All are Runner#
One of decentralized usage is: all of them are Runner. So they also are the Backup Runner of each others. More clearly speaking, any one of them is dead, others would detect it and hand over its tasks to keep running.
Attention
It doesn’t support the usage for this scenario currently.
Infra#
Let’s demonstrate the infra of this usage case.
Assume each crawler instances run in different single container. It’s obvious that it has 5 Runner crawlers, and it ONLY has Runner crawler. Put differently, all the crawler instances would run tasks and on one does the Backup Runner’s job. They’re Runner to run task, and they also are Backup Runner of each others could hand over dead one’s task at any time to ensure the cluster could work finely without any problem.
How to use?#
Let’s demonstrate how to implement with SmoothCrawler-Cluster for this usage case.
About ZookeeperCrawler, you need to pass ONLY one argument runner to initial cluster.

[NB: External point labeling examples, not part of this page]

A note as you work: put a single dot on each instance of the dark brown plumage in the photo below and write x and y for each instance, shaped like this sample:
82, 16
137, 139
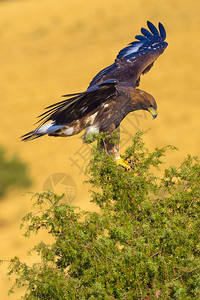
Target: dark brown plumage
111, 95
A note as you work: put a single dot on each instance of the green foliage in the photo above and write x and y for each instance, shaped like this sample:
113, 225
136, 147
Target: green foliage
13, 173
143, 245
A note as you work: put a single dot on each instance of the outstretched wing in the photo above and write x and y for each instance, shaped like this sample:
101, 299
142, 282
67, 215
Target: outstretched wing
74, 108
137, 58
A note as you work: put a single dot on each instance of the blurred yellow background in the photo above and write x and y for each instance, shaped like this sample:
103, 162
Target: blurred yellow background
49, 48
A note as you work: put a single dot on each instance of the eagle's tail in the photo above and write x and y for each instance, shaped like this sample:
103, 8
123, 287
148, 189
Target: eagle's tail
40, 131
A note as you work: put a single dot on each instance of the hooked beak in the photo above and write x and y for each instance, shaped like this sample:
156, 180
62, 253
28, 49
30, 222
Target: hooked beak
153, 112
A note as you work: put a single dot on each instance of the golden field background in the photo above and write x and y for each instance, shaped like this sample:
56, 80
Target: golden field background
49, 48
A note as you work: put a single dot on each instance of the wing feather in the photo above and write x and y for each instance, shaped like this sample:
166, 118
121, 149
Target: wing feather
137, 58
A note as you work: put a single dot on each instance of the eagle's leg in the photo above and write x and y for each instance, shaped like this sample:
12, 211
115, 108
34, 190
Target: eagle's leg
111, 146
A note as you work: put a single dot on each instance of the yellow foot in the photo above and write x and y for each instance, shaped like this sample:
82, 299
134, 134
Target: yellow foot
122, 162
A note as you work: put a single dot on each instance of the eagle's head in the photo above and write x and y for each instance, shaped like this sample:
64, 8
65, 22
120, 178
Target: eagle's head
145, 101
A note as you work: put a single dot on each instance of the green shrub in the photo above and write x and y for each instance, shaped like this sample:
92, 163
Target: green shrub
13, 173
142, 245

from smoothcrawler_cluster import ZookeeperCrawler
zk_crawler = ZookeeperCrawler(runner=5,
name="crawler_<index>",
zk_hosts="localhost:2181")
In this usage case, it won’t run election because every one is Runner. It won’t make decision about who is/are Runner and who is/are Backup Runner. So it won’t run election in instantiate process.
Prods and cons#
Advantages#
No election for choosing Runner so it could be more faster to run.
Can pull out all the spots to run task. In other words, it could run more tasks in the same time.
Disadvantages#
Need to be careful of avalanche effect.
The responsibility of the roles in this usage is not simple, it would need to handle more things than the roles in usage Some are Runner.
Note
What is avalanche effect?
Let’s think about one thing: cluster has over loading tasks so that one of crawler instance crash. However the dead one’s task would be handed over by others and it leads to other’s resource needs to face more ordeals, and unfortunately, it may also crash finally. So one after another, all crawler instances would crash finally.
By the way, it has many different possibilities of the crash root cause, e.g., over loading of parsing calculating, too frequent to send HTTP request, etc.